Al mismo tiempo, el «mundo exterior, material» es real y, aunque sujeto a la actividad humana, existe independientemente de nuestra conciencia. Existía antes del advenimiento del pensamiento humano y, por lo tanto, antes de que el concepto de Dios surgiera en nuestros pensamientos. Cuando un influyente idealista subjetivo del siglo XVIII, el obispo Berkeley, afirmó que el «mundo exterior» solo existe en las percepciones que Dios deposita en nuestras cabezas, el gran crítico inglés Samuel Johnson respondió: «¡Mira esa roca, dale una patada y luego dime que solo existe en tu cabeza!».
Una concepción materialista de la naturaleza y el mundo nos permite desmentir el sinsentido de la magia, la religión y la locura moralista. Una concepción monista y materialista de la historia impulsa teorías que consideran la marcha de la historia como el efecto de reyes, señores y gobernantes que deciden el destino de la multitud pasiva, y no como el resultado de las actividades de las masas en respuesta a las cambiantes condiciones materiales y sociales en las que viven. «Los hombres forjan su propia historia, pero no la forjan a su antojo; no la forjan en circunstancias elegidas por ellos mismos, sino en circunstancias ya existentes, dadas y transmitidas por el pasado» (Marx. 18 Brumario de Luis Napoleón).
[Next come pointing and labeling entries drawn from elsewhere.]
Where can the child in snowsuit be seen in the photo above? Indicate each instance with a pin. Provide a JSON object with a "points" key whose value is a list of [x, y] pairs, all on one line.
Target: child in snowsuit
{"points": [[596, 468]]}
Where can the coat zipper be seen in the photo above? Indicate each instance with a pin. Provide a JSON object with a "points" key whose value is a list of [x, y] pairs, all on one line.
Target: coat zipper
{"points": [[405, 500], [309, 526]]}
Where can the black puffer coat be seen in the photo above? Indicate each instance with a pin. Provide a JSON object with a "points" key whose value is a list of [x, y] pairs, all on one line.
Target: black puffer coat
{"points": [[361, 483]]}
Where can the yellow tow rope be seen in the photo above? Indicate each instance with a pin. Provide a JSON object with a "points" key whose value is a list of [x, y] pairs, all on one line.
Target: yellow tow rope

Smith y Hayslip enfatizan que el razonamiento dialéctico y una concepción monista-materialista de la realidad conducen ineludiblemente a proyectos prácticos para transformar el mundo. De todo esto se desprende la necesidad de tomar el socialismo en serio. La metodología TSS nos exige considerar el socialismo no solo como una «buena idea» (y mucho menos como una «preferencia» personal y subjetiva), sino como una necesidad objetiva y científicamente verificable para la supervivencia y el progreso futuro de la humanidad, así como para el mantenimiento de la naturaleza y el planeta. Solo el socialismo traerá la verdadera liberación de la pobreza, el desastre ambiental y el dominio de los oligarcas.
Como dicen los autores: «Elon Musk posee una enorme fortuna no porque la haya «ganado», sino porque las reglas del juego del capitalismo permiten a inversores capitalistas como él acumular una vasta riqueza personal a expensas de la mayor parte de la población trabajadora. Musk ha demostrado ser un contendiente particularmente afortunado y hábil en el juego. Pero una evaluación de sus atributos personales no debería en absoluto oscurecer este simple hecho: fuera del orden socioeconómico basado en la propiedad privada de los activos productivos de la sociedad y la búsqueda de beneficios privados mediante la explotación del trabajo asalariado, un éxito de la magnitud y el tipo de Musk es simplemente inconcebible».